The firm expects 2021 gross gambling revenue to reach 34 percent of its 2019 levels, with mass at 41 percent and VIP at 25 percent of the prior amounts.
Bernstein notes that the companies are still profitable at the EBITDA level with GGR at 30 percent of where it was in 2019.
It is now expecting GGR to top 2019 in 2023 and then to achieve low double-digit growth going forward, led by mass and premium mass. It said that the “long-term structural recovery trumps delay and uncertainty” with the stocks now offering an “attractive risk-reward” profile after the recent selloff.
JP Morgan is not so certain and said there is “no point in fighting the policy” direction for the Macau market. Further clarity on what the government intends is needed before making investment decisions.
Wynn Macau lenders agree $1.5b financing
Wynn Macau said lenders have agreed to a $1.5 billion revolving credit facility, which will be used to refinance existing debt and for general corporate purposes.

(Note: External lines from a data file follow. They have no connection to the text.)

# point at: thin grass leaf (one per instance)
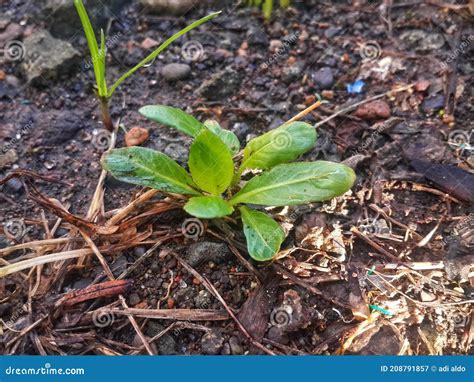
(162, 47)
(93, 47)
(267, 9)
(102, 57)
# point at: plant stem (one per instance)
(106, 119)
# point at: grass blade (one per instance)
(93, 47)
(162, 47)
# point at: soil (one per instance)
(384, 269)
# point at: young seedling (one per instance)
(214, 188)
(267, 6)
(98, 57)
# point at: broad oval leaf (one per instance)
(281, 145)
(227, 136)
(264, 235)
(146, 167)
(208, 207)
(210, 163)
(297, 183)
(172, 117)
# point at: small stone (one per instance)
(134, 299)
(331, 32)
(324, 78)
(212, 342)
(256, 36)
(422, 85)
(203, 300)
(149, 43)
(7, 158)
(176, 72)
(433, 103)
(137, 342)
(291, 73)
(12, 32)
(373, 110)
(136, 136)
(14, 185)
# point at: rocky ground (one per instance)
(384, 269)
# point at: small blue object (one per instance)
(356, 87)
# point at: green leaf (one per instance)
(264, 235)
(228, 137)
(172, 117)
(297, 183)
(158, 50)
(208, 207)
(281, 145)
(210, 163)
(150, 168)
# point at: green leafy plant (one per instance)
(214, 188)
(98, 57)
(267, 6)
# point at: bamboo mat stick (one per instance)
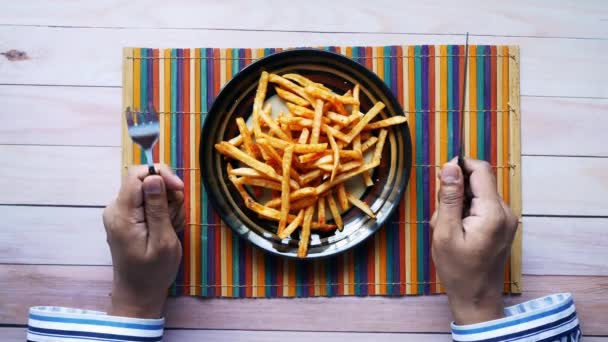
(127, 101)
(515, 159)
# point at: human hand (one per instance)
(470, 253)
(141, 227)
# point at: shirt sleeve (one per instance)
(50, 324)
(550, 318)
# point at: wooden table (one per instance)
(60, 150)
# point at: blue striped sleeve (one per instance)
(50, 324)
(550, 318)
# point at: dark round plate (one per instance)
(340, 74)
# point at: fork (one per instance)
(144, 130)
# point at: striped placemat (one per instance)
(427, 80)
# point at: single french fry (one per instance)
(336, 162)
(356, 90)
(316, 123)
(293, 225)
(379, 146)
(361, 205)
(300, 111)
(285, 190)
(321, 210)
(367, 179)
(246, 136)
(364, 121)
(303, 203)
(310, 176)
(246, 172)
(298, 148)
(341, 168)
(291, 97)
(293, 196)
(309, 157)
(288, 85)
(354, 117)
(258, 102)
(367, 144)
(339, 119)
(395, 120)
(266, 147)
(233, 152)
(303, 139)
(305, 233)
(335, 132)
(323, 187)
(261, 182)
(328, 96)
(342, 199)
(335, 213)
(303, 81)
(236, 141)
(274, 127)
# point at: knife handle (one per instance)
(468, 195)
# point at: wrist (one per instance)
(475, 310)
(131, 303)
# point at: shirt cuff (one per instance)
(50, 323)
(548, 318)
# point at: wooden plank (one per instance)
(515, 159)
(561, 246)
(97, 61)
(88, 287)
(61, 236)
(68, 236)
(90, 116)
(60, 115)
(91, 175)
(562, 126)
(565, 186)
(571, 18)
(18, 335)
(59, 175)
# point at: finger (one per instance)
(481, 179)
(172, 181)
(451, 192)
(156, 207)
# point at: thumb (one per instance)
(156, 205)
(451, 194)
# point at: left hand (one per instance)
(141, 227)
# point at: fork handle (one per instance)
(150, 160)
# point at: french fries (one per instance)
(305, 156)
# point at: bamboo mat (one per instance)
(427, 80)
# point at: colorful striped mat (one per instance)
(427, 80)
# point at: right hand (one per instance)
(470, 253)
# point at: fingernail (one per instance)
(153, 185)
(450, 174)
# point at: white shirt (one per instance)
(551, 318)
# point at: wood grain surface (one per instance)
(60, 155)
(514, 18)
(92, 57)
(23, 286)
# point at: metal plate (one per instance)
(340, 74)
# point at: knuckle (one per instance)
(450, 197)
(486, 167)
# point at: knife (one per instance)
(467, 190)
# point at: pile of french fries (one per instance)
(306, 154)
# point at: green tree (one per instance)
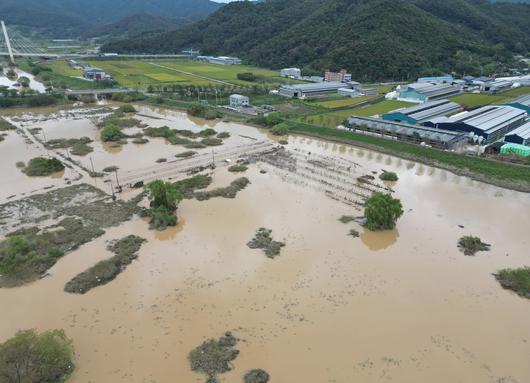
(23, 81)
(163, 195)
(30, 357)
(382, 211)
(256, 376)
(111, 132)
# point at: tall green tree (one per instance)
(382, 211)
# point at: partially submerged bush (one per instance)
(211, 141)
(226, 192)
(163, 131)
(186, 154)
(346, 219)
(188, 186)
(382, 211)
(280, 130)
(6, 125)
(256, 376)
(213, 357)
(140, 141)
(238, 168)
(31, 357)
(112, 133)
(388, 176)
(40, 166)
(470, 245)
(29, 253)
(164, 197)
(207, 132)
(78, 146)
(125, 251)
(517, 280)
(263, 240)
(127, 108)
(110, 169)
(195, 145)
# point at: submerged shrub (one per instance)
(470, 245)
(388, 176)
(517, 280)
(40, 166)
(256, 376)
(32, 357)
(382, 211)
(213, 357)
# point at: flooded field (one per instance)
(401, 306)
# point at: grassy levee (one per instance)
(511, 176)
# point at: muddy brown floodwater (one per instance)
(401, 306)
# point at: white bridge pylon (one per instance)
(8, 43)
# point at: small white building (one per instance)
(348, 92)
(291, 73)
(239, 101)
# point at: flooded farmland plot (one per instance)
(403, 305)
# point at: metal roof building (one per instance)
(520, 136)
(435, 137)
(423, 112)
(423, 92)
(522, 102)
(497, 86)
(437, 79)
(488, 122)
(311, 90)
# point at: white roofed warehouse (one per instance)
(418, 114)
(239, 101)
(488, 122)
(423, 92)
(311, 90)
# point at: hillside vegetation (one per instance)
(374, 39)
(66, 18)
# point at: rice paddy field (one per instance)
(343, 102)
(142, 73)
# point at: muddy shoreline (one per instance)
(510, 185)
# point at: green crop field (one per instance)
(343, 102)
(475, 100)
(62, 68)
(380, 108)
(226, 73)
(140, 74)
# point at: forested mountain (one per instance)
(61, 18)
(374, 39)
(135, 25)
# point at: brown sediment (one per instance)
(405, 307)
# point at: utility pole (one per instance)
(8, 43)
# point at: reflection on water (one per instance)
(57, 175)
(379, 240)
(325, 292)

The facility will consist of one tranche of $312.5 million and one of HK$9.26 billion. The funds will be made available to Wynn’s WM Cayman II unit, which also has the ability to upsize the loan by a further $1 billion.
The final maturity of all outstanding loans under the Revolving Facility is 16 September 2025. Each loan under the Revolving Facility, consisting of both United States dollar and Hong Kong dollar tranches, will bear interest at LIBOR or HIBOR, as applicable, plus a margin of 1.875 percent to 2.875 percent per annum based on the leverage ratio of WM Cayman II on a consolidated basis.
AGTech Holdings to buy Macau Pass owner for $100m
AGTech Holdings, a Chinese lottery supplier, said it has agreed to buy the owner of Macau Pass for a maximum of HK778 million ($100 million) to diversify its revenue streams. Hong Kong-listed AGTech is buying the entire capital of Macau Pass Holdings Ltd, which owns 99 percent of Macau Pass.
It’s also buying the remaining 1 percent in the target company. Macau Pass provides services that enable retailers and other merchants to accept different payment methods from other payment service providers, such as the Alipay e-wallet, so customers can choose their preferred payment methods at checkout. Macau Pass receives commission income from the merchants for processing the payment.